SPSSX Discussion

How to restructure financial aid data file?

Classic

List

Threaded

8 messages Options

Jake Gross

How to restructure financial aid data file?

Hello all,

I am trying to find a quick way to restructure several large data files with
information about student financial aid awards. Aid data are included in the
files for two semesters with students appearing 1-9 times depending on how
many awards they received. The structure is roughly the following.

DATA LIST LIST / ID Award_Type Semester1 Semester2
BEGIN DATA.
1 Stafford 500 500
1 Academic 456 234
1 Pell 300 345
2 Pell 344 345
2 Stafford 500 678
3 Stafford 467 345
4 Merit 500 500
4 Academic 567 578
END DATA.

I would like the file to appear something like the following, with the
Award_Type variable serving as the variable label for each new variable and
each student appearing only once in the file (e.g.,Semester1Award1):

ID Semester1Award1 Semester1Award2 Semester1Award3
Semester2Award2

I have tried the following approach, but have been unable to find a way to
restructure the file to retain information about the award type.

COMPUTE caseid=$casenum.
RANK VARIABLES= caseid by id
/RANK INTO case_no.
LIST.
MATCH FILES FILE=*
/BY id
/LAST=last.
VECTOR award (10F8.0).
COMPUTE award (case_no)=Semester1.
AGGREGATE
/OUTFILE=*
/BREAK=studentid
/Award1 to Award10 = MAX (Award1 to Award10).
EXE.

I know there are several brute force approaches (which I have tried and do
work), but with 100 different award types in some of the files it becomes
time consuming and just seems pretty inelegant.

Any help would be appreciated!

Peace,
Jake

--
Jacob PK Gross
Project on Academic Success-- Associate Director for Research
Indiana University
2805 E. Tenth Street
Smith Research Center, Suite 100
Bloomington, IN 47408
Phone: 812-855-1604
Fax: 812-855-7422

Beadle, ViAnn

Re: How to restructure financial aid data file?

Have you retried Restructure File on the Data command?
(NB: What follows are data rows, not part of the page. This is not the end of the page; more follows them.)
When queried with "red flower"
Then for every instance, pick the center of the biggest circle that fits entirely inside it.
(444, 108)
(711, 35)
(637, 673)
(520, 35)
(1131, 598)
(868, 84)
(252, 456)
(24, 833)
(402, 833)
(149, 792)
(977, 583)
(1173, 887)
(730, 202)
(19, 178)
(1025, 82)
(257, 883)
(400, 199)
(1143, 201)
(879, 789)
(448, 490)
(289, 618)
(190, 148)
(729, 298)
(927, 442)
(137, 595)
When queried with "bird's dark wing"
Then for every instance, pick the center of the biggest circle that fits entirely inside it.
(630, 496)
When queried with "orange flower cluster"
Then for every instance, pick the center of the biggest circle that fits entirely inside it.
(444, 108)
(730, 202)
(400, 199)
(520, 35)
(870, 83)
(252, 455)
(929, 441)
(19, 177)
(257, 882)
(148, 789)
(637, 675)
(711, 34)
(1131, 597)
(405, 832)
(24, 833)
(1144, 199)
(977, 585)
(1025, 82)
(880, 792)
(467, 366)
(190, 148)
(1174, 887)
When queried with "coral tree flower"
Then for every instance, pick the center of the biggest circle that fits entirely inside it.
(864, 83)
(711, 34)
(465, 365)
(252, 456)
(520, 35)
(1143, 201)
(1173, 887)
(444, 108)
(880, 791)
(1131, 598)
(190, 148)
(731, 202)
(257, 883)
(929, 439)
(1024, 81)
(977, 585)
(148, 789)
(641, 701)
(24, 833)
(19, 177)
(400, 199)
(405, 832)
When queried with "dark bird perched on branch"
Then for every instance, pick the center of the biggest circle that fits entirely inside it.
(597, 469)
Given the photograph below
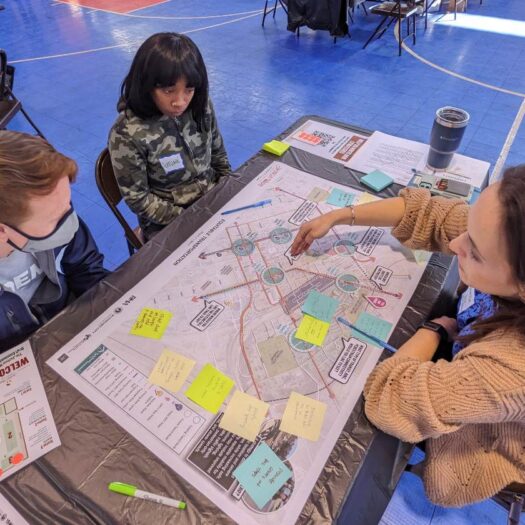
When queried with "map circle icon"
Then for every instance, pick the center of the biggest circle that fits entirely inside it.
(243, 247)
(281, 235)
(344, 247)
(273, 276)
(347, 282)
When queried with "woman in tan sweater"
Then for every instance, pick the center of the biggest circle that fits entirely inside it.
(471, 410)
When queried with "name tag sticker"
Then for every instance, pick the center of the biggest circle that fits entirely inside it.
(171, 163)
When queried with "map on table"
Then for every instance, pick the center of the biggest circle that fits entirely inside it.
(235, 294)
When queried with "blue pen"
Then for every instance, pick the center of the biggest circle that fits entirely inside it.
(254, 205)
(371, 337)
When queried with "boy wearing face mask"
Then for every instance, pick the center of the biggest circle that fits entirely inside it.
(47, 253)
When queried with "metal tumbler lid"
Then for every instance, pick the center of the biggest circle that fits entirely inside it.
(451, 117)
After fixing up your data list command (formats--since you've got a string lurking here and command terminator), and running through the restructure wizard, here's the syntax:

DATA LIST LIST / ID (f5) Award_Type (a8) Semester1 (f5) Semester2 (f5) .
BEGIN DATA.
1 Stafford 500 500
1 Academic 456 234
1 Pell 300 345
2 Pell 344 345
2 Stafford 500 678
3 Stafford 467 345
4 Merit 500 500
4 Academic 567 578
END DATA.
SAVE OUTFILE='C:\Program Files\SPSS\awards.sav'
/COMPRESSED.
CASESTOVARS
/ID = ID
/GROUPBY = VARIABLE .

Try it yourself to see if this meets your need.

-----Original Message-----
From: SPSSX(r) Discussion [mailto:[hidden email]] On Behalf Of Jake Gross
Sent: Friday, February 02, 2007 8:09 AM
To: [hidden email]
Subject: How to restructure financial aid data file?

Hello all,

I am trying to find a quick way to restructure several large data files with
information about student financial aid awards. Aid data are included in the
files for two semesters with students appearing 1-9 times depending on how
many awards they received. The structure is roughly the following.

DATA LIST LIST / ID Award_Type Semester1 Semester2
BEGIN DATA.
1 Stafford 500 500
1 Academic 456 234
1 Pell 300 345
2 Pell 344 345
2 Stafford 500 678
3 Stafford 467 345
4 Merit 500 500
4 Academic 567 578
END DATA.

I would like the file to appear something like the following, with the
Award_Type variable serving as the variable label for each new variable and
each student appearing only once in the file (e.g.,Semester1Award1):

ID Semester1Award1 Semester1Award2 Semester1Award3
Semester2Award2

I have tried the following approach, but have been unable to find a way to
restructure the file to retain information about the award type.

COMPUTE caseid=$casenum.
RANK VARIABLES= caseid by id
/RANK INTO case_no.
LIST.
MATCH FILES FILE=*
/BY id
/LAST=last.
VECTOR award (10F8.0).
COMPUTE award (case_no)=Semester1.
AGGREGATE
/OUTFILE=*
/BREAK=studentid
/Award1 to Award10 = MAX (Award1 to Award10).
EXE.

I know there are several brute force approaches (which I have tried and do
work), but with 100 different award types in some of the files it becomes
time consuming and just seems pretty inelegant.

Any help would be appreciated!

Peace,
Jake

--
Jacob PK Gross
Project on Academic Success-- Associate Director for Research
Indiana University
2805 E. Tenth Street
Smith Research Center, Suite 100
Bloomington, IN 47408
Phone: 812-855-1604
Fax: 812-855-7422

Richard Ristow

Re: How to restructure financial aid data file?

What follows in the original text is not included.